À part ça, nous avons eu les Jeux olympiques.
Nous sommes finalement très cohérents avec l’esprit de l’Olympisme et les paroles du baron Pierre de Coubertin, car en ce qui concerne le dérèglement climatique :
« L’important, c’est de participer »
Les Jeux olympiques flattent nos égos en faisant l’apologie du sur-homme ou de la sur-femme.
Individuellement, nombreux et nombreuses ses sont celles et ceux qui se sentent alors persuadé(e)s de pouvoir surmonter les épreuves à venir que représentent les menaces dues au changement climatique.
C’est après avoir suivi ce raisonnement que les premières victimes de la démesure humaine sont actuellement en train d’apparaître au grand jour.
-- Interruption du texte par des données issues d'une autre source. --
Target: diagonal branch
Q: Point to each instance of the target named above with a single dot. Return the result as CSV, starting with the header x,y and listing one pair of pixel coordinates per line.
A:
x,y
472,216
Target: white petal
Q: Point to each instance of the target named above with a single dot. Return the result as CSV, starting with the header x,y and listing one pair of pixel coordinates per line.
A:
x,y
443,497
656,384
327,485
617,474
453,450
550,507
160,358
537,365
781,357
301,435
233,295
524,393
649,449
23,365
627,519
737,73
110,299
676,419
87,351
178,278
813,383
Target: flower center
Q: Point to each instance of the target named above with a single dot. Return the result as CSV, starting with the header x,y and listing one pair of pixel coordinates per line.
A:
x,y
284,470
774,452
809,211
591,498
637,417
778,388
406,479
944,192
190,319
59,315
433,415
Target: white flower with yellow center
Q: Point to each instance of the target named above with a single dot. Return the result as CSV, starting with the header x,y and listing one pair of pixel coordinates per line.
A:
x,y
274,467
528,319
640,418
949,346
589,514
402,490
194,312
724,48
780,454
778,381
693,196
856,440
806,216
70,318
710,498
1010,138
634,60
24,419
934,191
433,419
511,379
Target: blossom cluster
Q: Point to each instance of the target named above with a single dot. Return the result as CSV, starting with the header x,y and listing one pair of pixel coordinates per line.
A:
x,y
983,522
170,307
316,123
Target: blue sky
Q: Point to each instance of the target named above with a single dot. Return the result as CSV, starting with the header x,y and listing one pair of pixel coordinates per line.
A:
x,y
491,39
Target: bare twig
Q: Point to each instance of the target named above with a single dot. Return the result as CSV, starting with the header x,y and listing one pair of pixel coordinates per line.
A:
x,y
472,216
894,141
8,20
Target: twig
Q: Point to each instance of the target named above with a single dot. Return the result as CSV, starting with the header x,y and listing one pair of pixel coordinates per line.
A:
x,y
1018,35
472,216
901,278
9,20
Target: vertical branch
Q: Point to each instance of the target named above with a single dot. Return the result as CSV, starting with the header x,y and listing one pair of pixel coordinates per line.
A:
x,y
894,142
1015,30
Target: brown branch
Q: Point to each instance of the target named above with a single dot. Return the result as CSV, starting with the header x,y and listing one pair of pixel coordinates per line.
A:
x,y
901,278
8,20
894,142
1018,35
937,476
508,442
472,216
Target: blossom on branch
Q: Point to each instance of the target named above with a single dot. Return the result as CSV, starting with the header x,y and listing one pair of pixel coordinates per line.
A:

Ne devrions nous pas concentrer toutes nos énergies et ressources pour des causes plus utiles, nettement moins futiles ?
Aurez-vous toujours la même fierté, la même envie de vous venter d’y avoir assisté dans quelques jours (pour les victimes des intempéries actuelles), mois (lorsque les denrées importantes commenceront à se faire rares ou devenir hors de prix) et années (quand vous n’aurez d’autres choix que de revenir à des besognes plus éreintantes dans des conditions climatiques de plus en plus pénibles) ?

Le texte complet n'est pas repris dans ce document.